In a May 7, 2013 ruling the U.S. Court of Appeals for the District of Columbia struck down the National Labor Relations Board’s (“NLRB”) rule that would have required employers to post a notice of employee rights under the National Labor Relations Act (“Act”). As many will recall, last year a U.S. District Court in South Carolina also struck down the NLRB’s posting rule. The District of Columbia Court of Appeals decision is the first one from a U.S. Circuit Court of Appeals on the subject.
The NLRB’s rule would have made failing to post the notice an unfair labor practice. Further, the rule provided that the failure to post could constitute evidence of anti-union animus in cases that involved other alleged unfair labor practices. For example, in a case alleging that an employer discharged an employee because of the employee’s union activities, the employer’s failure to post the notice would have been considered evidence that the employer possessed anti-union animus.
Relying largely on Section 8 (c) of the Act, the Court of Appeals ruled that these two enforcement penalties were unlawful. Section 8 (c) provides: “The expressing of any views, argument, or opinion, or the dissemination thereof, whether in written, printed, graphic, or visual form, shall not constitute or be evidence of an unfair labor practice . … if such expression contains no threat of reprisal or promise of benefit.” This language applies to employer speech, whereas the required posting was speech created by the NLRB, not the employer. The Court of Appeals recognized that distinction, but went on to cite several First Amendment decisions holding that the right to speak necessarily includes the right not to speak. Based on that principle, forcing the employer to communicate specific government-sponsored content – on pain of being found to have committed an unfair labor practice, or to have the “failure to speak” seen as evidence of an unfair labor practice – violated Section 8 (c) of the Act. Therefore, the penalties were unlawful.
The other penalty under the notice posting rule – tolling the statute of limitations – was also found invalid. The time requirement for filing a charge under the Act was not subject to tolling based on this NLRB issued rule.

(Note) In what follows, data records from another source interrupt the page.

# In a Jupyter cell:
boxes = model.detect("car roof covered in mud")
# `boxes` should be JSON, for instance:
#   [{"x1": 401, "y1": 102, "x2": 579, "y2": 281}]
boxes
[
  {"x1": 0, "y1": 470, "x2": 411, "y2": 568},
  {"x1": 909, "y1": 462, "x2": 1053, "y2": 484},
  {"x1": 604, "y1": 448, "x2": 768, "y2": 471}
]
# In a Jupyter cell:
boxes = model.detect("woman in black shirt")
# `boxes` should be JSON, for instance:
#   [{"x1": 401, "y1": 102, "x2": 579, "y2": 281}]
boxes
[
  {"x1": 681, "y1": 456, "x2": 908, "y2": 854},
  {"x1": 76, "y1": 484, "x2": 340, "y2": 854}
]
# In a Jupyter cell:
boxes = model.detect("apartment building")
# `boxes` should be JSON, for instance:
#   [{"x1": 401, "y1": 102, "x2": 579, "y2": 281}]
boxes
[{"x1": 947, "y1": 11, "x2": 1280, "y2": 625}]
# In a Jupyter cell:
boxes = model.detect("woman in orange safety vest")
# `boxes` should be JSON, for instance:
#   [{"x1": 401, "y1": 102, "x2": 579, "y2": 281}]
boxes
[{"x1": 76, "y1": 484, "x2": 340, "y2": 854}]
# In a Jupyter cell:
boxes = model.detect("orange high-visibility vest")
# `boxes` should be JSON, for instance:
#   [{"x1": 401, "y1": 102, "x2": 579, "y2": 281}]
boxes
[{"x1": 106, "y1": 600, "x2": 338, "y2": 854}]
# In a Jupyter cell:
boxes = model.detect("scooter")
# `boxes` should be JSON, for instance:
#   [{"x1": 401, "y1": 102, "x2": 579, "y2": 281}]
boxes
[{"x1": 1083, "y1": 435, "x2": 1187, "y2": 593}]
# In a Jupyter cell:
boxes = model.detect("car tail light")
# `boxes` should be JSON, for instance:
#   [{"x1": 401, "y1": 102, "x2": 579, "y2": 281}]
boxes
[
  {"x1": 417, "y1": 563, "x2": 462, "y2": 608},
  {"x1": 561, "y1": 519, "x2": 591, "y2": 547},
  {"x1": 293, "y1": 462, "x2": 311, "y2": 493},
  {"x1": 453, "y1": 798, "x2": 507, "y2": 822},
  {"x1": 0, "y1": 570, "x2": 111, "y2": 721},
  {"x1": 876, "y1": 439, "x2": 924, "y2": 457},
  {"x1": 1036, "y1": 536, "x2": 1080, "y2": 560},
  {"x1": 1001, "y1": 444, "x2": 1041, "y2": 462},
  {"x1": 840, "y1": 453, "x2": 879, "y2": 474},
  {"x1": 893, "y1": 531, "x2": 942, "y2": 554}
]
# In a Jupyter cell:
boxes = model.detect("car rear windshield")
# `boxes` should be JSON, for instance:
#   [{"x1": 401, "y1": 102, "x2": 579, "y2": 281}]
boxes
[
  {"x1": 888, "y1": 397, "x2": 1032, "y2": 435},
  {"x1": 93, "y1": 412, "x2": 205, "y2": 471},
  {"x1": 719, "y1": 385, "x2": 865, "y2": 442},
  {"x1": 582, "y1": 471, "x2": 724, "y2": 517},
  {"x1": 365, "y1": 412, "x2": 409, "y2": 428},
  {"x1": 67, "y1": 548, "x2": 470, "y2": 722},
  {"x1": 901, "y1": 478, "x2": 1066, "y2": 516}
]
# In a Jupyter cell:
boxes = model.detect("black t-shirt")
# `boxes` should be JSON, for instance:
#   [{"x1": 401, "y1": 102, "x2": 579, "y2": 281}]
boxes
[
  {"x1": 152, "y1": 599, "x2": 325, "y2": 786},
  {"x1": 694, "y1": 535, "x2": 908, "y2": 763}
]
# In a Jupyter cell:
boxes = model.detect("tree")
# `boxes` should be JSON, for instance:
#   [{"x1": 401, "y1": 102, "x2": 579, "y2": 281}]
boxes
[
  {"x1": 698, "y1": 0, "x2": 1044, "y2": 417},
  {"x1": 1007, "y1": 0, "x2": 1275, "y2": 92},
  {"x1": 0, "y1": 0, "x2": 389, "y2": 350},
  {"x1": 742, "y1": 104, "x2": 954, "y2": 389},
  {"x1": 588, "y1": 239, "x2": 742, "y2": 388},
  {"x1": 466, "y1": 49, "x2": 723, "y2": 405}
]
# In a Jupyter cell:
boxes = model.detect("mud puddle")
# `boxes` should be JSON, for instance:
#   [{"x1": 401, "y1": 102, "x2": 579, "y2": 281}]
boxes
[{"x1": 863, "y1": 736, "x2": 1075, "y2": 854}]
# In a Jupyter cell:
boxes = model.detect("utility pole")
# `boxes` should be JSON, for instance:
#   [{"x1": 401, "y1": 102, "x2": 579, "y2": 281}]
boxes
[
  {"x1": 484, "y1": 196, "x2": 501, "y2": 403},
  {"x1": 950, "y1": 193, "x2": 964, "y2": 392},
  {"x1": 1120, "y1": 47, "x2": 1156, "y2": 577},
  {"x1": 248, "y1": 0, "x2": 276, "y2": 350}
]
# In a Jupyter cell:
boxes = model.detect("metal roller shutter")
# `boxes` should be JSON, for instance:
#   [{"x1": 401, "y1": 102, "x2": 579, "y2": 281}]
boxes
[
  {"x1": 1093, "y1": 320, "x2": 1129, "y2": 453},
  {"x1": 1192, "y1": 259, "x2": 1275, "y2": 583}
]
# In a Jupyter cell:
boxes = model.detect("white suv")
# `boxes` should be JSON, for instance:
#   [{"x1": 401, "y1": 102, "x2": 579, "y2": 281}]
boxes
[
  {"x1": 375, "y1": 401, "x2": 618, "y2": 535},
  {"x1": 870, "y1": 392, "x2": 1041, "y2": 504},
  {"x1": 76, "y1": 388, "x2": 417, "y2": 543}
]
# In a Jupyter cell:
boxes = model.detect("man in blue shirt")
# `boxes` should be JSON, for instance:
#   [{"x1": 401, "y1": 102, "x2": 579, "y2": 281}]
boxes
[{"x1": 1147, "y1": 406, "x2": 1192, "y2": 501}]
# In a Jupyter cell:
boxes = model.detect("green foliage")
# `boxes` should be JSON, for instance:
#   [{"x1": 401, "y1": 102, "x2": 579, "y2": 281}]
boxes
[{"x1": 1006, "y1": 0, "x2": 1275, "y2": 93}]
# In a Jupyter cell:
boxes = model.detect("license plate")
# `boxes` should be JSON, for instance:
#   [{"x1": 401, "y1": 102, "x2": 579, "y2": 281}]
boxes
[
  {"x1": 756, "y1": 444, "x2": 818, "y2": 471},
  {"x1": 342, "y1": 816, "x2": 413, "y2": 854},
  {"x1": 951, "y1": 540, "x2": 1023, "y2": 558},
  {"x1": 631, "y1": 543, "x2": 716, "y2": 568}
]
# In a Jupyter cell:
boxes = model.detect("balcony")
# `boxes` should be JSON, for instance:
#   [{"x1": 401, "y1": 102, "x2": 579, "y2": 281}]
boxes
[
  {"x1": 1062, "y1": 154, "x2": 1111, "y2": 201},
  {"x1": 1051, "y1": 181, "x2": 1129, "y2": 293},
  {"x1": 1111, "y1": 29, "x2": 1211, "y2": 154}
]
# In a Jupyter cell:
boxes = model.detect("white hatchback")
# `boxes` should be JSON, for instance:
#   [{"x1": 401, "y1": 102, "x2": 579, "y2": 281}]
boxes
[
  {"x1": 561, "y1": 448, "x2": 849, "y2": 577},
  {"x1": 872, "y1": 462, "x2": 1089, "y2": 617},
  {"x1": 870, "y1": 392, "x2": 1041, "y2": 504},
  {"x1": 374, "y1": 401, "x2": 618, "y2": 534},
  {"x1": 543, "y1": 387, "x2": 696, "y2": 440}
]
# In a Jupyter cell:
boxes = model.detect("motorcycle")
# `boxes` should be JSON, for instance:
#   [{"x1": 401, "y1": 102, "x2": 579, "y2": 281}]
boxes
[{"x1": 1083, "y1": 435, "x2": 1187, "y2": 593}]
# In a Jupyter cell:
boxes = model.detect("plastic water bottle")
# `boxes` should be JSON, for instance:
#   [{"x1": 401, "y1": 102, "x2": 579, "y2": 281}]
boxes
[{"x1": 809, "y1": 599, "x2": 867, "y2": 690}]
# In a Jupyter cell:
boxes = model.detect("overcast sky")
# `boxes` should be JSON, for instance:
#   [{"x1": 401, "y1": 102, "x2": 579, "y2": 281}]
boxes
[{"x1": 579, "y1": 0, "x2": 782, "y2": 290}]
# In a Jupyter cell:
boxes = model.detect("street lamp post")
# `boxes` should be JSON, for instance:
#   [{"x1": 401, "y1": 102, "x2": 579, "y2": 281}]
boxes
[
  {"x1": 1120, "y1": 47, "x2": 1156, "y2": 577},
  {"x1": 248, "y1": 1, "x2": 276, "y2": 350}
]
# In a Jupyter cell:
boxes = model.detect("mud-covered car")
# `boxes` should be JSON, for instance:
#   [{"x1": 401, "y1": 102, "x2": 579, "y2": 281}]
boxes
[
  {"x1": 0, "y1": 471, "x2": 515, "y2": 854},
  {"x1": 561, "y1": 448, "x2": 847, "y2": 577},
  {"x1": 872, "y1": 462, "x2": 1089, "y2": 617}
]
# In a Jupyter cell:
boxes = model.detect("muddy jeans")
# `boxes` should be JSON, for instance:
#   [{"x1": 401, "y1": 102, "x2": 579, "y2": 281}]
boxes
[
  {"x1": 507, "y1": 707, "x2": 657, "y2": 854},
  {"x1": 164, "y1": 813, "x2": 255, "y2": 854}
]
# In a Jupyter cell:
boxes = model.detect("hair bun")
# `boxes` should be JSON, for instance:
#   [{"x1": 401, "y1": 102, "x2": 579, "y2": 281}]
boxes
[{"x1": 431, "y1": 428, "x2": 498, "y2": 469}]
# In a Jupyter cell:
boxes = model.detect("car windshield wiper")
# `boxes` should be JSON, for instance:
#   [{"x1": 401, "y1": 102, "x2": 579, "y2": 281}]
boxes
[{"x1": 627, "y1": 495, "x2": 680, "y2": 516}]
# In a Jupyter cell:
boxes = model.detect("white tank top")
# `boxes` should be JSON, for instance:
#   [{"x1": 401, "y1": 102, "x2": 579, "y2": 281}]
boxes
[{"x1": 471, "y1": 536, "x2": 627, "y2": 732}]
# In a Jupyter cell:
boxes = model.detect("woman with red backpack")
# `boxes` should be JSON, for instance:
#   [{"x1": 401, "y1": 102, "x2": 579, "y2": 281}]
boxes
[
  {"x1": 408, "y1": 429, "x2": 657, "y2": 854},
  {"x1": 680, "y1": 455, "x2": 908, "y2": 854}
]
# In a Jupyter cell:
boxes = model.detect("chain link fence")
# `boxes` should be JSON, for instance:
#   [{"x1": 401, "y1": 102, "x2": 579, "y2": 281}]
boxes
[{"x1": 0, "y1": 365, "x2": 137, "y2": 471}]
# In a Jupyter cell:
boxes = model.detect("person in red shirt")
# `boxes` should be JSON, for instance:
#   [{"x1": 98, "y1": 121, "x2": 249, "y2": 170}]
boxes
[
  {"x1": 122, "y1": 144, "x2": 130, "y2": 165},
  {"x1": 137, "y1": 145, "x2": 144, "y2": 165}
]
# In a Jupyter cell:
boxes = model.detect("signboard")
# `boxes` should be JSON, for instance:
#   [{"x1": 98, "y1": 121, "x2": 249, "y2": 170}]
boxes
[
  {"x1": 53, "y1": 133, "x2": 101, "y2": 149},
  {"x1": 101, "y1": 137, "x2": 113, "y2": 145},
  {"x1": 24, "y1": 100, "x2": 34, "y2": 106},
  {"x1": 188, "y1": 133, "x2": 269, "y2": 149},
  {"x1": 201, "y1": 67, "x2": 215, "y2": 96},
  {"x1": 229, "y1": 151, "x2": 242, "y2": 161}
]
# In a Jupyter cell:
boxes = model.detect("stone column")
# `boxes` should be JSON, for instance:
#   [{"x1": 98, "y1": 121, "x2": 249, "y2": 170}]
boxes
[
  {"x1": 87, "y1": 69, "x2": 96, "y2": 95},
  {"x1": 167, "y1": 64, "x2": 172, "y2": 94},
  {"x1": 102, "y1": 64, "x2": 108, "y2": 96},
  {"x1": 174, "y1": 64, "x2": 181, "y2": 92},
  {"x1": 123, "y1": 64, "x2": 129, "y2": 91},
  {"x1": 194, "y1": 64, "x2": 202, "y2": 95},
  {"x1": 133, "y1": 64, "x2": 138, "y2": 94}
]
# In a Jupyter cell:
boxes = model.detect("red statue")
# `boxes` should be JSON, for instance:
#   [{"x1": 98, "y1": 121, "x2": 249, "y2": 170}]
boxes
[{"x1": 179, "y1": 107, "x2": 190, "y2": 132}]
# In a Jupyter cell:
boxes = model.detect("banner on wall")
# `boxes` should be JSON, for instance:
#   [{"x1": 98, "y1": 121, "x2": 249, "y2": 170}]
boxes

Having found that all three of the proposed penalties were not permitted, and that the penalties were not severable from the rest of the rule, the Court of Appeals struck down the notice posting rule as a whole. The Court of Appeals stated, however, that it was not ruling on the question of whether the NLRB had the authority to issue a notice posting rule at all. That comment begs the question of whether this Court of Appeals decision effectively sounds the death knell for the NLRB’s notice posting rule, or whether the NLRB will try again in the future. Time will tell.